Ask yourself, as the multitude of new momentum vehicles that have been created in the last few years–for example, Ishares $MTUM, which now has over $1B in AUM and growing–accumulate performance histories that investors can check on Bloomberg and Morningstar, will it be possible for them to show investors the kinds of returns relative to the market seen in the purple line below, and not become the biggest funds on earth?
In my opinion, to avoid saturation and overcrowding, particularly in the increasingly commoditized investment world that we live in, it won’t be enough for momentum to be counter-intuitive. If a fund or a manager’s performance looks like the purple line above, people will not care what the mechanics were. They will simply invest, and be grateful that they had the opprtunity. Given that momentum’s counter-intuitiveness won’t work as a barrier, then, all that is going to be left is underperformance. The factor will need to experience bouts of meaningful underperformance relative to the market, underperformance sufficient to make investors suspect that the strategy has lost its efficacy. Then, investors will stay away. The problem, however, is that the strategy may actually have lost its efficacy–that may be the reason for the underperformance. Investors won’t know.
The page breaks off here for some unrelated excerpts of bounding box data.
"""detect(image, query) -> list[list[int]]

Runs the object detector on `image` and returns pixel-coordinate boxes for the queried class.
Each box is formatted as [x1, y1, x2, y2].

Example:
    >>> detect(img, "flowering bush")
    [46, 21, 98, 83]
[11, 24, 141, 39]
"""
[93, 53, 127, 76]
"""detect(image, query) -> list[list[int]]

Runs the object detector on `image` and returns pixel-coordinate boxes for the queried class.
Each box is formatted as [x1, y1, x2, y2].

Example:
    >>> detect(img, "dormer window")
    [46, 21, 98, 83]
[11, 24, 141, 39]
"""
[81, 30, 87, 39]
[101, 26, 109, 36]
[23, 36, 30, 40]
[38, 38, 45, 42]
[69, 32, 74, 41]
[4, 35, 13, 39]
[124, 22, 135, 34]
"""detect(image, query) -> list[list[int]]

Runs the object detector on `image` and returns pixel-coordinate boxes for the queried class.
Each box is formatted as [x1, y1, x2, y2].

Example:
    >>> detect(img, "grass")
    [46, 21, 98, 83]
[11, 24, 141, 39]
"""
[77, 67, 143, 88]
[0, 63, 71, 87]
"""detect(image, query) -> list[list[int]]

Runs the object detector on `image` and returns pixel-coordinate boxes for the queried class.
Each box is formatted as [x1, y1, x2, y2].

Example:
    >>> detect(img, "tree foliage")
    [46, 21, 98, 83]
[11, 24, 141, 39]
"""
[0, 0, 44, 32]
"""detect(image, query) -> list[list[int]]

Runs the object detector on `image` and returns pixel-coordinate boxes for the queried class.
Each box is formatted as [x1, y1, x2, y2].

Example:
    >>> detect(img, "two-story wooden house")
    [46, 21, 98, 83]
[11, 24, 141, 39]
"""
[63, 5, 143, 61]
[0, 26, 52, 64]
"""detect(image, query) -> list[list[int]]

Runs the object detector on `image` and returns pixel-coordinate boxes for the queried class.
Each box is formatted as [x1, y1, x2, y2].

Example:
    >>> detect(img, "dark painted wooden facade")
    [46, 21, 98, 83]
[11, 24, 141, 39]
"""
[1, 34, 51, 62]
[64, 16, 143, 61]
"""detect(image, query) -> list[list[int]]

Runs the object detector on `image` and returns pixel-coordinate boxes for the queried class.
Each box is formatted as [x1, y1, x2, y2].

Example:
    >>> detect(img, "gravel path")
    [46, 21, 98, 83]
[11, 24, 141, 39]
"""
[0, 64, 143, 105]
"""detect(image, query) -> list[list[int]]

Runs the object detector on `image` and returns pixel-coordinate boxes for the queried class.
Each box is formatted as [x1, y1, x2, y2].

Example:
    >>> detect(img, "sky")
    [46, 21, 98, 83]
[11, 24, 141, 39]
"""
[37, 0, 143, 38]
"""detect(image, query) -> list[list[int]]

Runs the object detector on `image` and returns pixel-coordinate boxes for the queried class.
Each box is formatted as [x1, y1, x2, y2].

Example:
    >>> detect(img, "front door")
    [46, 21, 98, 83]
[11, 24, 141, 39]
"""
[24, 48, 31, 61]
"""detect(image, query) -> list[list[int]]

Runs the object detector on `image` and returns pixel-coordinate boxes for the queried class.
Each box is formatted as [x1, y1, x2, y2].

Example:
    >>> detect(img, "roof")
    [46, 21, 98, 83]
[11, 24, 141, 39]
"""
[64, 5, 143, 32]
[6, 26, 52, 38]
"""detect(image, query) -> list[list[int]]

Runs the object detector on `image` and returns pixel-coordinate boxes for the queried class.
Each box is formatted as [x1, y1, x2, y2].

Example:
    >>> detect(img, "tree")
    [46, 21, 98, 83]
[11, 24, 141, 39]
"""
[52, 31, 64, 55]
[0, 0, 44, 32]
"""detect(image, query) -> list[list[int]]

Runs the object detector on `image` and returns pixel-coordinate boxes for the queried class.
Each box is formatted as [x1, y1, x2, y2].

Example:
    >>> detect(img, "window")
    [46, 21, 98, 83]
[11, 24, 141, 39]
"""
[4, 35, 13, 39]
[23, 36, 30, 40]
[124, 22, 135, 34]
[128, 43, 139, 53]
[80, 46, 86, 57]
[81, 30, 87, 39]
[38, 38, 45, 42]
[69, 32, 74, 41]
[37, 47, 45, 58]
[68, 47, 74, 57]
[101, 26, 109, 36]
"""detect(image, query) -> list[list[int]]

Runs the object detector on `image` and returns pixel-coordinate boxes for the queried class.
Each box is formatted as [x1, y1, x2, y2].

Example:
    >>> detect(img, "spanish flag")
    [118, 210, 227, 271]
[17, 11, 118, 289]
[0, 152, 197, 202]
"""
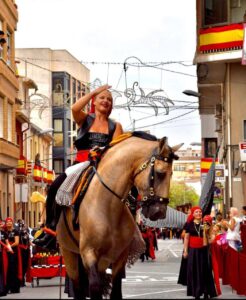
[199, 23, 244, 52]
[201, 158, 218, 173]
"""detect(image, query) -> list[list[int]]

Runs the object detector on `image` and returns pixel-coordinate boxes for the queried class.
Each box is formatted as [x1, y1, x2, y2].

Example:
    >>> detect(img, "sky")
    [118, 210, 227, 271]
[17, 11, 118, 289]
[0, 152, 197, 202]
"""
[15, 0, 201, 146]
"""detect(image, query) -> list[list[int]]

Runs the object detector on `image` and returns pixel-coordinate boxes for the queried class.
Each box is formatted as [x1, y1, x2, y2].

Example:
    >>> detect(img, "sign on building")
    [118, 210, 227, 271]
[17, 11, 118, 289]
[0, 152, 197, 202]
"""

To be clear, when I talk about momentum underperforming, I’m not talking about the underperformance of a long-short momentum strategy. A long-short momentum strategy that rebalances monthly will experience severe momentum crashes during market downturns. Those crashes are caused by rebalancing into 100% short positions on extremely depressed low momentum segments of the market. When the market recovers, those segments, which represent the junk of the market, explode higher, retracing the extreme losses. The increase in the 100% long position during the upturn fails to come close to making up for the extreme rise of the 100% short position, which is rebalanced to a 100% position right at the low. The result ends up being a significant net loss for the overall portfolio during the period.
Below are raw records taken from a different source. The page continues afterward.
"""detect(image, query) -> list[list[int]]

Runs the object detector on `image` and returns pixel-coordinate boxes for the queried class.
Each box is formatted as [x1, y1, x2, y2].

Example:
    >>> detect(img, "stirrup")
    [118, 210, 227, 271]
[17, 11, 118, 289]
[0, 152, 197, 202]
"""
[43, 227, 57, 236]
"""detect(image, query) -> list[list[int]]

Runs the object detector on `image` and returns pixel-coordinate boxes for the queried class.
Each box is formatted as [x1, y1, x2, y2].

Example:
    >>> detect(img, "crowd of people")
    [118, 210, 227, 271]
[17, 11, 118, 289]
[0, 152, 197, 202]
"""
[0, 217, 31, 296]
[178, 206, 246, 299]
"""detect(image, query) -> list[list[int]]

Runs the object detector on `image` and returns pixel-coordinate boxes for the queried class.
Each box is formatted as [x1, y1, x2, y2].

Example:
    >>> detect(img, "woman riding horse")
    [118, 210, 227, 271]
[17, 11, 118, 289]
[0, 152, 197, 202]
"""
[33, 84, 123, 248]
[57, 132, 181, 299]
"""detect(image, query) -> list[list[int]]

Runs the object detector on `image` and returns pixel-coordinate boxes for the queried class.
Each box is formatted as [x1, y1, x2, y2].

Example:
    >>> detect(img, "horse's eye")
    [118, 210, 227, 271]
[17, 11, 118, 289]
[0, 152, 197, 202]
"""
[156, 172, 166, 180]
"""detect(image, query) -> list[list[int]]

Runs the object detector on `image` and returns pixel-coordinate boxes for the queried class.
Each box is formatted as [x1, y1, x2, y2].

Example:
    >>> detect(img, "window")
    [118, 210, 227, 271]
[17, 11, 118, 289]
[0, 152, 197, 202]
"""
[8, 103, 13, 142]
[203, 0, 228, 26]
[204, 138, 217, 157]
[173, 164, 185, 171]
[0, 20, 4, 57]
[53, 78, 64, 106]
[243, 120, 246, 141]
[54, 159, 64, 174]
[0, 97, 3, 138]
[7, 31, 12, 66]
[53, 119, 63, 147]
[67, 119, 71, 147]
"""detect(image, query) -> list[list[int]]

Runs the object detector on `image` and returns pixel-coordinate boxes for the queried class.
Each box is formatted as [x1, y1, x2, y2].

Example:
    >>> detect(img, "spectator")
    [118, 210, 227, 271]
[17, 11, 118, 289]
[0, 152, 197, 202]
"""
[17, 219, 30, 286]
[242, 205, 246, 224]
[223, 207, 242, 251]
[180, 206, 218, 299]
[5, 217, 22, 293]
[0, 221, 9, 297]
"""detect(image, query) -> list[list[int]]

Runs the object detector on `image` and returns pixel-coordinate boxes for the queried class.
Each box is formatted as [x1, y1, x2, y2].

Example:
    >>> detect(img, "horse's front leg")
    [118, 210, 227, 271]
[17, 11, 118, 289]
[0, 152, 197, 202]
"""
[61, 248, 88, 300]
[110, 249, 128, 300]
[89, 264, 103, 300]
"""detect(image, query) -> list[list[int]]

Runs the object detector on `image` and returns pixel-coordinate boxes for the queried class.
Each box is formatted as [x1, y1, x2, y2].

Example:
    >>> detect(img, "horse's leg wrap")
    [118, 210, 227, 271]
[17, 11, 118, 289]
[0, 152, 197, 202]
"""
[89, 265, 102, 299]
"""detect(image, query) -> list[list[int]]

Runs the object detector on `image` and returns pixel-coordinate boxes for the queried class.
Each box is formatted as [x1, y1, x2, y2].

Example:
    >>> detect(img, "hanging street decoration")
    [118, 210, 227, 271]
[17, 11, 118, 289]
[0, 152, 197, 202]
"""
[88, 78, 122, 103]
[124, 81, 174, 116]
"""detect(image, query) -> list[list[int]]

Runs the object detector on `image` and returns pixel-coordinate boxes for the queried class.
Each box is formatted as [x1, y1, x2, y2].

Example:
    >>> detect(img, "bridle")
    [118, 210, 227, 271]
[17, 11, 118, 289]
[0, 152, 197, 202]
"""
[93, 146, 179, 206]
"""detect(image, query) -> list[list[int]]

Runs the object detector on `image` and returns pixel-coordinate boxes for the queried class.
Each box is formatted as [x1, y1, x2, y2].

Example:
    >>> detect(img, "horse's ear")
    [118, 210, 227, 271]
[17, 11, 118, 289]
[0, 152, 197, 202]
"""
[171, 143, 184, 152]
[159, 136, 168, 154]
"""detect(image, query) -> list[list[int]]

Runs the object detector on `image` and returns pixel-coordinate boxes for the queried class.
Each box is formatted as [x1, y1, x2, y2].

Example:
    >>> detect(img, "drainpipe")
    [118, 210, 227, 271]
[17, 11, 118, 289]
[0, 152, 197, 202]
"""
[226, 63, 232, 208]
Instead, I’m talking about the underperformance of simple vanilla strategies that go long the high momentum segments of the market. As the charts show, those segments have almost always outperformed the index. Where they’ve underperformed, the underperformance hasn’t lasted very long. For them to underperform in a meaningful way–enough to make the performance uninspiring to investors–would be a significant departure from past performance.
What is momentum’s sensitivity to saturation and overcrowding? How much money would have to flow into the the factor to dampen or eliminate its efficacy, or worse, turn it into an underperformer? What amount of underperformance is needed to keep a sufficient number of investors out, so that the strategy can retain its efficacy? How much will this underperformance detract from momentum’s overall excess returns over the market? What is the mechanism of the underperformance? Is it a gradual decay, or a crash that occurs after a momentum bubble bursts? Is the right answer to try to time the underperformance–to exit momentum when it’s popular, and re-enter it when it’s out of favor? If so, what are the signs and signals? These are all important questions. Since there isn’t any relevant data to go off of–the first experiment on the subject is being conducted right now, on us–investors will have to answer the questions directly, working out the complicated chess position themselves, without the help of historical testing.